Fifteen Phnom Penh-based international and Cambodian contemporary artists each contributed a painting, statue or photograph to the first such multimedia exhibit in the traditional space, curator Jana Heilmaier, Initiator of the See Gallery Berlin said yesterday.
“It is the first of its kind,” Ms Heilmaier said, adding that the country’s leading lights of the Cambodian artistic scene were showcased. The works are due to tour Europe next year, Ms Heilmaier said.
In “The God of the Ricefield,” which Mr Seckon created last week, the celebrity Hollywood couple is joined together with water running through Ms Jolie’s middle to her many breasted chest. The reclining figures – which echoes of the eco-alien characters in the recent Hollywood smash film “Avatar,” have many hands holding modern gadgets. Ms Jolie’s six breasts feed randomly placed children-representing her six adopted children-in Mr Seckon’s colorful multimedia work.
“Like a big hole in the sky, this Cardamonmesque body brings rain that passes through the holy tummy button of Angelina Jolie to support the rice fields of the saddle of the country,” Mr Seckon writes in a statement accompanying his creation.
Mr Seckon, whose fame has recently rocketed internationally, sees no irony in using the American celebrity couple to embody what he refers to as the “everlasting mother Mekong.”
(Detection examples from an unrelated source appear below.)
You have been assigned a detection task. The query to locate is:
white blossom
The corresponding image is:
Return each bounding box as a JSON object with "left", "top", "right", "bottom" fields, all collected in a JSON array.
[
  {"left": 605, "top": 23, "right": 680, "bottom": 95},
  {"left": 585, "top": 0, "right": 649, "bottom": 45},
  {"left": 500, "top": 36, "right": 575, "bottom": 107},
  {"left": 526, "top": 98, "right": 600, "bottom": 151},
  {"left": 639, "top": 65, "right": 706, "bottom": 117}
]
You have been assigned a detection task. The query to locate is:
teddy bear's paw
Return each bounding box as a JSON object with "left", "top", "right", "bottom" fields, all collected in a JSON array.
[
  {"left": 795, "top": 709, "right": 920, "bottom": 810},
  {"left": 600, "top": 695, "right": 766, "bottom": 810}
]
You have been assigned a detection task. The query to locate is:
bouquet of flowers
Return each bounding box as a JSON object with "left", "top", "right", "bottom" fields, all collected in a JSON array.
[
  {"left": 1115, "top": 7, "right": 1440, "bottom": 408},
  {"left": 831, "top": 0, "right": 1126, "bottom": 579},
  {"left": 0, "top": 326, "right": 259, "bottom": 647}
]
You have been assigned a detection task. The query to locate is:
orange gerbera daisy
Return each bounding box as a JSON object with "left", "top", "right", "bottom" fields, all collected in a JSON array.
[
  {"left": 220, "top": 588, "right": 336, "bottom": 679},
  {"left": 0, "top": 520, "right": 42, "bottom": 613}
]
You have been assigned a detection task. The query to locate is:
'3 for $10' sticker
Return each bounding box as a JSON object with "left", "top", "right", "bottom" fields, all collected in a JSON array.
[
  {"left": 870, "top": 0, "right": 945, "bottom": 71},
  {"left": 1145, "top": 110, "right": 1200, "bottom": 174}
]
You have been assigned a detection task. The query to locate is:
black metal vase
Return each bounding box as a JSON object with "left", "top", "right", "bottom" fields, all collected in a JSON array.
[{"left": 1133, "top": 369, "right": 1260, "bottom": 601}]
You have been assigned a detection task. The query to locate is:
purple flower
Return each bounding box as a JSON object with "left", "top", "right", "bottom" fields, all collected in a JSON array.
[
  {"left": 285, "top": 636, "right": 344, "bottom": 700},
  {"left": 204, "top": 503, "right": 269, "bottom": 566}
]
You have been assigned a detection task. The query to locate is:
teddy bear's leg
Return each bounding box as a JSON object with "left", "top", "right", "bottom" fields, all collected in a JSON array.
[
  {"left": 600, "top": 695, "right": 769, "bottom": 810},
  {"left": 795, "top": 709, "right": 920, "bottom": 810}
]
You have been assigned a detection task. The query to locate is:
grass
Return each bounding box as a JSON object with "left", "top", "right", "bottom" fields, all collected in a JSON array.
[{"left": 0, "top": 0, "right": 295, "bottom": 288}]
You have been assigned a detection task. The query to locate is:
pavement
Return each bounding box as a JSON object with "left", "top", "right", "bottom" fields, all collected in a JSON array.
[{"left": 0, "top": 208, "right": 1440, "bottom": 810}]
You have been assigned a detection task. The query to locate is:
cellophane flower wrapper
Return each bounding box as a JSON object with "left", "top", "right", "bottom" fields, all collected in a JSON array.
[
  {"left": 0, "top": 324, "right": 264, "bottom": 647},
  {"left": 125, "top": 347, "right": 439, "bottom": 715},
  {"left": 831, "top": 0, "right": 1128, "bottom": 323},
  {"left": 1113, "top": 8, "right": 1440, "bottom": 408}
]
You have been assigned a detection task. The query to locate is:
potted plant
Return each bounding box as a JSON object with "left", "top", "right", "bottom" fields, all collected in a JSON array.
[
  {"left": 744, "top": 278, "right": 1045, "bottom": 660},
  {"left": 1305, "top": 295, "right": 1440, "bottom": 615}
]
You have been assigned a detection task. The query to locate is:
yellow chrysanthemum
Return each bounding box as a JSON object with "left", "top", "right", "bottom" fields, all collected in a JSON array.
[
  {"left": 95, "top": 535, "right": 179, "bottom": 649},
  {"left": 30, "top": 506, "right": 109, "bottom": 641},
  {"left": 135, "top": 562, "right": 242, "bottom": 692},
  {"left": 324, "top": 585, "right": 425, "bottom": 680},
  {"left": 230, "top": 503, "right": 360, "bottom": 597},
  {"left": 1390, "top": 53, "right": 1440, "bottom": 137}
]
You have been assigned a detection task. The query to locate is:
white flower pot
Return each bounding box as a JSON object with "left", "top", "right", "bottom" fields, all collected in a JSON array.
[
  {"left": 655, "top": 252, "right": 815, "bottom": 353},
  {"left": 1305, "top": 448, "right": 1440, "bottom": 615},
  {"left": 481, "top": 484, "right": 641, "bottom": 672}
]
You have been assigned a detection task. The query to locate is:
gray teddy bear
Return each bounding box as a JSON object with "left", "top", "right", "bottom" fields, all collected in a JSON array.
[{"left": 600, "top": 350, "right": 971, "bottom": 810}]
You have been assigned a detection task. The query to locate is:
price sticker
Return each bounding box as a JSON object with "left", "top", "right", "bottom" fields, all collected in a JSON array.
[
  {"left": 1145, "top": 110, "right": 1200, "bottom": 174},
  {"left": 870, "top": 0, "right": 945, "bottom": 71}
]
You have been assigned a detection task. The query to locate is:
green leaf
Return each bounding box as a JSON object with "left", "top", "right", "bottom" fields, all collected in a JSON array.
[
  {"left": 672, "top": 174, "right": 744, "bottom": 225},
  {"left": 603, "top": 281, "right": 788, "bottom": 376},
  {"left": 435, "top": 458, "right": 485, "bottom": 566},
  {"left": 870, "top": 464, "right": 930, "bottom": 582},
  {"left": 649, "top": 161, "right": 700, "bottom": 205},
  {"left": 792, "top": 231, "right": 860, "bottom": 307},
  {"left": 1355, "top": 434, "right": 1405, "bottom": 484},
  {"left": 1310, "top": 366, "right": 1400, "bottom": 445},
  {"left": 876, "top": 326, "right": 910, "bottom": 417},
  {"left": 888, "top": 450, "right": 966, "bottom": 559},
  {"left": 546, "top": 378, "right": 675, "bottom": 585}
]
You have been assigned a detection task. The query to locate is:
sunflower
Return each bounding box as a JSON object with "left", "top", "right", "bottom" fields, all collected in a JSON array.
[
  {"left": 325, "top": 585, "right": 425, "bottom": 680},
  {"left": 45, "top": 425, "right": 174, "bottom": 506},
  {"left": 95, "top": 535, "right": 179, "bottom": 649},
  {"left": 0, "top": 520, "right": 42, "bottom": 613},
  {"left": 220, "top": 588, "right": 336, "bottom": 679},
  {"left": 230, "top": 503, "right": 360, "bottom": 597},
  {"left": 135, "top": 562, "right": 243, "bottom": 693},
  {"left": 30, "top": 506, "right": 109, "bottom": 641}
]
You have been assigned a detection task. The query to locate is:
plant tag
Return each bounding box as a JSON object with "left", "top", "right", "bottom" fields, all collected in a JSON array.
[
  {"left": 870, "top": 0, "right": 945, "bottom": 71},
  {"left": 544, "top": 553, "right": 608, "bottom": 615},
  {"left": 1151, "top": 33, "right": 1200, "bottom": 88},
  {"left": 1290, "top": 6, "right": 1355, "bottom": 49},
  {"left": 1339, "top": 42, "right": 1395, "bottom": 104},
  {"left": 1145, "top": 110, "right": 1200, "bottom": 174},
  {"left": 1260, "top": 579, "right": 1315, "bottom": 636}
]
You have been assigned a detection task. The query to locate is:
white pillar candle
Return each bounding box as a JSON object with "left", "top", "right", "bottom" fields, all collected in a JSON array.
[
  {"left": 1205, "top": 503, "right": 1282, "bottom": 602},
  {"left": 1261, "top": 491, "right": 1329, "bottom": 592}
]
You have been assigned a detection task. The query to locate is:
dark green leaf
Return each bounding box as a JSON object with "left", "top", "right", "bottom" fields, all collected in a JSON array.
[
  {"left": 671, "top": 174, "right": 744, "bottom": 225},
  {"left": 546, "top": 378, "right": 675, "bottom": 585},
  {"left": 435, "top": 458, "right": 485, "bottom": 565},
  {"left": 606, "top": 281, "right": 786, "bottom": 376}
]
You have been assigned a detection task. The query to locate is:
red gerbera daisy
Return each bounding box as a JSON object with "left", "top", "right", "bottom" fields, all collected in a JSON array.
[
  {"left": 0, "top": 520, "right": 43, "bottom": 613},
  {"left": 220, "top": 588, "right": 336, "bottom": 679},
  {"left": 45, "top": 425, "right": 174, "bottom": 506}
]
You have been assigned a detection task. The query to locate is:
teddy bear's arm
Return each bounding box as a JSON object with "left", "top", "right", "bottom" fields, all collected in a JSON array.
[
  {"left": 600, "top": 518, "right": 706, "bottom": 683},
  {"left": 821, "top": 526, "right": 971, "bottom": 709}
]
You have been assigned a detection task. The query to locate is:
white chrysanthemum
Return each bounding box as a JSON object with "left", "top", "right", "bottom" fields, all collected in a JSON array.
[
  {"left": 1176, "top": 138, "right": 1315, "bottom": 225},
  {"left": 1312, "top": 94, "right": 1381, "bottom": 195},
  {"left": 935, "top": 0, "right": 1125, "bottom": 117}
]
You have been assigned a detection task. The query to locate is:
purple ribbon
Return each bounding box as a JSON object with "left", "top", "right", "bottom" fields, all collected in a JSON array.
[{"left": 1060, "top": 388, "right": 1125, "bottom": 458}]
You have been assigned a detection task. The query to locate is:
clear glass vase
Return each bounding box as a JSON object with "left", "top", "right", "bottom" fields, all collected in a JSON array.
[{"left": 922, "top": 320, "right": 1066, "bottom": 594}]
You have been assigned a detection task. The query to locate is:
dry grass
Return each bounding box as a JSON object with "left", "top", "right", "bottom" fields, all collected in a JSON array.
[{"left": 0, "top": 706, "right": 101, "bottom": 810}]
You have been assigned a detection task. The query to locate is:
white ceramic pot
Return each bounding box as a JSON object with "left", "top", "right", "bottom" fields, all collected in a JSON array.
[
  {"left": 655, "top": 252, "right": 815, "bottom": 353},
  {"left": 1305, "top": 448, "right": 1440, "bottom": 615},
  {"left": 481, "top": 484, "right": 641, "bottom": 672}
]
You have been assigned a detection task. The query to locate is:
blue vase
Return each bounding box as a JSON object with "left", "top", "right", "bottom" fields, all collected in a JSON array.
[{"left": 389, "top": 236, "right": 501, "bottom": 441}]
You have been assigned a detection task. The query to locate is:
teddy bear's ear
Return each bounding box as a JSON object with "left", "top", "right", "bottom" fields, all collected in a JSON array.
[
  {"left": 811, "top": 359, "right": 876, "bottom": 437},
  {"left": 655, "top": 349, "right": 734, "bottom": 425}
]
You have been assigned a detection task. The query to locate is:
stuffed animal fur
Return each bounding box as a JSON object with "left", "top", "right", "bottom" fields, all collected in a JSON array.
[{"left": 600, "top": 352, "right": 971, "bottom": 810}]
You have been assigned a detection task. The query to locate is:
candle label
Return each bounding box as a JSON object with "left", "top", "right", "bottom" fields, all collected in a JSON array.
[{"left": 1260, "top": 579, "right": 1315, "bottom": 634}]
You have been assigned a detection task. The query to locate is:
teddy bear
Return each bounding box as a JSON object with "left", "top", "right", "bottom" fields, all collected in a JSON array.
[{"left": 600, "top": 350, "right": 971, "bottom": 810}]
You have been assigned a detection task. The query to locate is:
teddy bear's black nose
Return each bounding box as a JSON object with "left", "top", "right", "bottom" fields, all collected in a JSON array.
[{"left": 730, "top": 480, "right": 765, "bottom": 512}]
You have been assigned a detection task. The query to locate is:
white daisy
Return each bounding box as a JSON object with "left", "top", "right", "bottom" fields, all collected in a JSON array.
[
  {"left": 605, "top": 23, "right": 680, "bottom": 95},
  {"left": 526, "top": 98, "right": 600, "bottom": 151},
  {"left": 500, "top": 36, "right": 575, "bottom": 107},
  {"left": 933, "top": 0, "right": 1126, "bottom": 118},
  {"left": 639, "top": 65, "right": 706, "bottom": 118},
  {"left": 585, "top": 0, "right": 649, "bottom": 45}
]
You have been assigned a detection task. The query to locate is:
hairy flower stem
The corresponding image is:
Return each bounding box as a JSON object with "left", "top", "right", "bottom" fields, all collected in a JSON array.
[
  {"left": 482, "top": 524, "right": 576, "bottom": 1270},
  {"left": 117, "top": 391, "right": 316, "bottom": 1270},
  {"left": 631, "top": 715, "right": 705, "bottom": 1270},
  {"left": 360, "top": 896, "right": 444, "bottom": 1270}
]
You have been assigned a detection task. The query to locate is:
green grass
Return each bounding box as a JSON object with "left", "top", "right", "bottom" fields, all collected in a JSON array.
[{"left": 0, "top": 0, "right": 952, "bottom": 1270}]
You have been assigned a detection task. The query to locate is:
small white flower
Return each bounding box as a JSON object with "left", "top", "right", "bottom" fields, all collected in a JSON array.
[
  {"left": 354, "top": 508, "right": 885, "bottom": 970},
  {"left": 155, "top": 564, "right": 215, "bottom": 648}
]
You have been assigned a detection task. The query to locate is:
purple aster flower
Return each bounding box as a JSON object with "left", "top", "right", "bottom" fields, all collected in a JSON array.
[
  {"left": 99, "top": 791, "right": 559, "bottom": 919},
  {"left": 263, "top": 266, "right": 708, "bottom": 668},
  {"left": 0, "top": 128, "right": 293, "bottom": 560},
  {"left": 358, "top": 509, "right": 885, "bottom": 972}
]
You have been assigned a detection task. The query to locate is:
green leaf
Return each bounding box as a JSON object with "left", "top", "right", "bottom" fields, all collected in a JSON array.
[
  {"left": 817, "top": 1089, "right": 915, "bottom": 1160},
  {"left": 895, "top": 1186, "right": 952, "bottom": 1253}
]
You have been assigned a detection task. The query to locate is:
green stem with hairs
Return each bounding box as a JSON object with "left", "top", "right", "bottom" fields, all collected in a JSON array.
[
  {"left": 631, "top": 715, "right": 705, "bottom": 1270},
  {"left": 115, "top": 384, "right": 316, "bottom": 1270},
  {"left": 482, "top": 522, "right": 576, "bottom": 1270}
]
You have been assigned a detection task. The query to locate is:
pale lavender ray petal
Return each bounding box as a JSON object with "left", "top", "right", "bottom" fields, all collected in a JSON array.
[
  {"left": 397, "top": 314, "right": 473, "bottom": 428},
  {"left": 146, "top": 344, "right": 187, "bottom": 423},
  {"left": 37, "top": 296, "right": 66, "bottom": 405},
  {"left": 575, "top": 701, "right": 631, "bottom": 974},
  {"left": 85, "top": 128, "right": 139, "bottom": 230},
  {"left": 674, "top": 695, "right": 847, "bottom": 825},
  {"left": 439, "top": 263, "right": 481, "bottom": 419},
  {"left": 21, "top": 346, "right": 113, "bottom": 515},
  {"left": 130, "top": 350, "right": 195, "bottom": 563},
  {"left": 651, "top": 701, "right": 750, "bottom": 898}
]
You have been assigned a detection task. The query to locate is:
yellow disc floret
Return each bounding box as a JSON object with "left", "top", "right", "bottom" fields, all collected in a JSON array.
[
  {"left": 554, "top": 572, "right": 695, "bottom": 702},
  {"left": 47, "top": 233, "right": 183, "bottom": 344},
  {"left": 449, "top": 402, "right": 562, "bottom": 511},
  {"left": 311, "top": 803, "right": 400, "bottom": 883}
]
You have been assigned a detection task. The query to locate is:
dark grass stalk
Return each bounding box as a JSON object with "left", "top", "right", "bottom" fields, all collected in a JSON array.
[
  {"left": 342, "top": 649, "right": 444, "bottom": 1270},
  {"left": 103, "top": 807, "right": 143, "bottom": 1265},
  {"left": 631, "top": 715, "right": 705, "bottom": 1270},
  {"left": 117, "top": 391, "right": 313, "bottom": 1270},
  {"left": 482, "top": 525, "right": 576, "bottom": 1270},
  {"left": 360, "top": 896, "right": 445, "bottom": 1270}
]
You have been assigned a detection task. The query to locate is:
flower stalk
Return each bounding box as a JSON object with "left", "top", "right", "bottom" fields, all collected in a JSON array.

“I really love Angelina…. I watched her movies and her face like connected to my heart,” Mr Seckon said in an interview, noting that the actress’ lips are like the Bayon.
Beyond the fact Ms Jolie is beautiful, Mr Seckon said, she has adopted children across the world, including her Cambodian son Maddox, who is featured drinking a glass of his mother’s breast-milk in the work, and is involved in initiatives to protect forests in Cambodia.
Fleur Smith, who co-founded the environmental advocacy group the Rubbish Project with Mr Seckon, said that she didn’t focus on the celebrity aspect of the film stars in the piece.
“It is not ironic or critical, but looks at development, modernization of Cambodia,” Ms Fleur said, noting that the environment needs to be protected in this new era.
Another exhibitor Australian Ali Sanderson said that the Brangelina work had traditional elements and motifs but the celebrities were a cross-over to popular Western culture. “Angelina crosses traditional boundaries,” Ms Sanderson said, noting that tourists visiting Angkor Wat look for where Ms Jolie filmed Tomb Raider.
“I love it…. I think it is hilarious,” Ms Sanderson said, noting the Kentucky Fried Chicken motif in one of Brangelina’s hands refers to the first franchise of the fast food chain here.
In her own work on exhibition at the museum, Ms Sanderson incorporates popular Cambodian icons in the more serious toned blue ceramic heads of pop-stars Pov Panhapich, Touch Srey Nich, who were seriously wounded in unexplained attacks, and the late Piseth Pelika, who was shot and killed in 1999, to mourn these unresolved crimes.
“It’s striking,” Australian Ambassador Margaret Adamson said of Brangelina, looking at the picture from across the exhibition at the packed opening last night where Women’s Affairs Minister Ing Kantha Phavi gave an address.
Suon Bun Rith, country director of Amrita Performing Arts, said the Hollywood gods evoked the wealth of celebrities in contrast to the poverty of Cambodian artists.
“They live like gods, but Cambodian artists are really struggling,” Mr Rith said.
The works of Cambodia’s other top artists were also on show with Lim Sokchanlina’s striking self-portrait photograph, half in make up and half without. Traditional busts were also reinvented in blue plastic by Em Riem, cellophane by Ponita Keo and with television parts by Mr Seckon.